Dec 06 2021 05:07 AM
Hi,
We are developing an app for Teams meeting utilizing the shared meeting stage. As part of this app, we have our own authentication flow using OAuth (https://docs.microsoft.com/en-us/microsoftteams/platform/tabs/how-to/authentication/auth-flow-tab). Now the one requirement we have right now is that in a multi-device scenario users should sign in once to the app on any of the devices for the first time post that the user can use the app without signing in again for other devices as well. For example, I add the Meeting App on desktop Teams, do the authentication using OAuth flow and after successful authentication, I should be able to use the same Meeting App on iPad as well without the need of signing in again. Documentation on this topic is not clear. Can you please point to the right documentation on how this can be achieved?
Dec 06 2021 08:15 AM - edited Dec 06 2021 08:21 AM
@muditsaxena - Looks like we can not achieve this kind of authentication flow because if you logged-in to any device it stores the authentication details in a cache or memory on that particular device.
So it will always ask for authentication details at least for first time on different devices.
But you can implement SSO where if you are already logged-in to your Teams client, it will not ask for authentication for your tab or bot again on different device.
Single sign-on support for tabs - Teams | Microsoft Docs
Thanks,
Chetan Sharma
-------------------------------------------------------------------------------------------
If the response is helpful, please click "Mark as Best Response" and like it. You can share your feedback via Microsoft Teams Developer Feedback link. Click here to escalate.

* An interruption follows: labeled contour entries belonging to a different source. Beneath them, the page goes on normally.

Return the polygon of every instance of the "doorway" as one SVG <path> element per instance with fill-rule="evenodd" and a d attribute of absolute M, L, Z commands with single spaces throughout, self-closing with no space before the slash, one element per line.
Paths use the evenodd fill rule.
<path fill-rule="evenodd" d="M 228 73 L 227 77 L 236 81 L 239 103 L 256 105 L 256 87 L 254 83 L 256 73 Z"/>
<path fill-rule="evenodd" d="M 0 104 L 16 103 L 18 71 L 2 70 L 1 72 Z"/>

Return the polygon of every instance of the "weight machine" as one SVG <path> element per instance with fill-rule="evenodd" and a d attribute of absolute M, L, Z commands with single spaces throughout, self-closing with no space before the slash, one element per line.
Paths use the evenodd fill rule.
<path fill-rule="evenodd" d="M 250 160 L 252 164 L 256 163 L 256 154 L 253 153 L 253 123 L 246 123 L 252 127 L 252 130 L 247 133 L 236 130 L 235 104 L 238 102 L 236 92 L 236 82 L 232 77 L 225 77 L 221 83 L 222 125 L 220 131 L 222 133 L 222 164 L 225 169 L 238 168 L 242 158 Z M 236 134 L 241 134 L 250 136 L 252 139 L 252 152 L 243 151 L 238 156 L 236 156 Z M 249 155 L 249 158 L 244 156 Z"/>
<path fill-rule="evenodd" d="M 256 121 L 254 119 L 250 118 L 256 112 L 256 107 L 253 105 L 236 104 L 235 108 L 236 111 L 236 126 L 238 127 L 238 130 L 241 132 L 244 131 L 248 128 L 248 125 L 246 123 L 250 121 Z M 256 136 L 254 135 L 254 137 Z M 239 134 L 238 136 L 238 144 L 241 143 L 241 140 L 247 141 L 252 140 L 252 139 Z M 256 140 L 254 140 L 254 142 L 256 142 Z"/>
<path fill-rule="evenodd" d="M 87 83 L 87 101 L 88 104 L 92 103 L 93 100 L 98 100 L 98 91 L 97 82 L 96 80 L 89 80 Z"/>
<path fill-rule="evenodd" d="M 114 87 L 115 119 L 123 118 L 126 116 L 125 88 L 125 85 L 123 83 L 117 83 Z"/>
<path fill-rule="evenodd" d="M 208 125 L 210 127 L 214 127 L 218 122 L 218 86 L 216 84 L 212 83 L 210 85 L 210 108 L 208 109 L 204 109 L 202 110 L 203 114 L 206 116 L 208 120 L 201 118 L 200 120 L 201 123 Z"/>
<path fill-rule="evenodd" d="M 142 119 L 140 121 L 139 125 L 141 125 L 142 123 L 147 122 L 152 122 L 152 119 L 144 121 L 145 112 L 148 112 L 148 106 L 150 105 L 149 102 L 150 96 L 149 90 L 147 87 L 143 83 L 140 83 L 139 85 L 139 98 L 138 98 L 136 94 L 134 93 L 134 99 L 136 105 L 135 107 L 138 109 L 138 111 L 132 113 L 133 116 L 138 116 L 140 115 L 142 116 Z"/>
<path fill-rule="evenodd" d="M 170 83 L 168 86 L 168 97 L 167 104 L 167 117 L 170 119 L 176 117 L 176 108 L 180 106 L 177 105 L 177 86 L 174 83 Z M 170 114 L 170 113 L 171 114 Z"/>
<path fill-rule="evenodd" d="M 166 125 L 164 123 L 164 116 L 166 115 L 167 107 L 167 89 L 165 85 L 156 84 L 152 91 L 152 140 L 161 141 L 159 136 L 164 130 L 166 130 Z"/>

Dec 07 2021 08:33 AM - edited Dec 07 2021 09:10 AM
We have our own OAuth flow, so are you suggesting we use SSO flow using AAD?

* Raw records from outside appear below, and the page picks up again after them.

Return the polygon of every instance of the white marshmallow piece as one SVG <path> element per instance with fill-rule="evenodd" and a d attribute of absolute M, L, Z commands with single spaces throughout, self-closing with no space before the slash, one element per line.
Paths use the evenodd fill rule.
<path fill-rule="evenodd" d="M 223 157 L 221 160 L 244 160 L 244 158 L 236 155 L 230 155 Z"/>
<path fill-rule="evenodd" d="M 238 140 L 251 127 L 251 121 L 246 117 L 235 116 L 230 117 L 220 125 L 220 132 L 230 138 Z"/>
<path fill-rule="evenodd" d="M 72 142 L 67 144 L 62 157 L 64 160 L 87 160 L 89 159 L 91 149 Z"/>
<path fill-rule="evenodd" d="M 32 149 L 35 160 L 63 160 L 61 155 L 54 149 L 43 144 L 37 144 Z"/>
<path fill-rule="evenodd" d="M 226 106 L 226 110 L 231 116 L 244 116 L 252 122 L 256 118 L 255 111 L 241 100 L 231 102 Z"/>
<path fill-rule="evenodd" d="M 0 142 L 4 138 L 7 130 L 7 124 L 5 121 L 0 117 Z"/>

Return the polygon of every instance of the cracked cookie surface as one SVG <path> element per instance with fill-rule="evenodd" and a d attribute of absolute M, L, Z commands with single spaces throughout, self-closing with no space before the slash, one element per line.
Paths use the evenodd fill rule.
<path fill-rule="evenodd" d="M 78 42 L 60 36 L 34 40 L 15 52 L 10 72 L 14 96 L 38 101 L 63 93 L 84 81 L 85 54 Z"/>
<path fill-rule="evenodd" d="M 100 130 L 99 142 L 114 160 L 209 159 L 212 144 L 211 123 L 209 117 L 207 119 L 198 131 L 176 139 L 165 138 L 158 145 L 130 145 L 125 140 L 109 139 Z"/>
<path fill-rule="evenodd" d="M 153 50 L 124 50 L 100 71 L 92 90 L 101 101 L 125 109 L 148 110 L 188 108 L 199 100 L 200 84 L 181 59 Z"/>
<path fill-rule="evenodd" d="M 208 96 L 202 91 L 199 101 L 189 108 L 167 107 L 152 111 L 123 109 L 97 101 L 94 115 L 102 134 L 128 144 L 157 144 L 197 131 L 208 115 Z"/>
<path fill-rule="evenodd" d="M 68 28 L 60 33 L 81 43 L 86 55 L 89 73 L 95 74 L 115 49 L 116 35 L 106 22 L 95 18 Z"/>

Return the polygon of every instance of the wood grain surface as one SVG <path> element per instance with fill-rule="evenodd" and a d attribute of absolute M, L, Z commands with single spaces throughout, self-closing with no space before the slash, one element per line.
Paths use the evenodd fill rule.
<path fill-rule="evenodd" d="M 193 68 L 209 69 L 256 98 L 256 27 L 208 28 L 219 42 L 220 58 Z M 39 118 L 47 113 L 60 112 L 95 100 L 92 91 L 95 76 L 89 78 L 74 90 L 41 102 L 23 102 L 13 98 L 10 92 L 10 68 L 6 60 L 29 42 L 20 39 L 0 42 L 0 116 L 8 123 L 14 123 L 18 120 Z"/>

Second, if you look at already published apps like `Jira Cloud` on Teams, they also have their own OAuth flow despite that they are able to achieve the multi-device flow i.e sign-in once on one device and use on other devices. So, how is that achieved?
Dec 08 2021 04:30 AM
Dec 08 2021 05:00 AM
Dec 09 2021 12:24 AM
Dec 20 2021 12:17 PM
@ChetanSharma-msft The links you shared works well for using AAD as SSO/IDP provider while we use Okta as IDP
Let me explain in detail what I am trying to achieve here and my authentication flow.
Authentication flow
Teams Authentication Flow (Currently implemented)
For the current user post the above installation flow, our app is installed on their other devices as well like iPad, mobile, etc. Now if a user wants to use our app on Mobile Teams Client for example, does he have to go through the same sign-in process again? Or Is there any other way to use the app on other devices without re-entering sign-in credentials?
Dec 22 2021 06:58 AM
Dec 02 2022 09:39 PM
@muditsaxena Were you able to achieve your use case using Okta. We are working on something similar for our bot.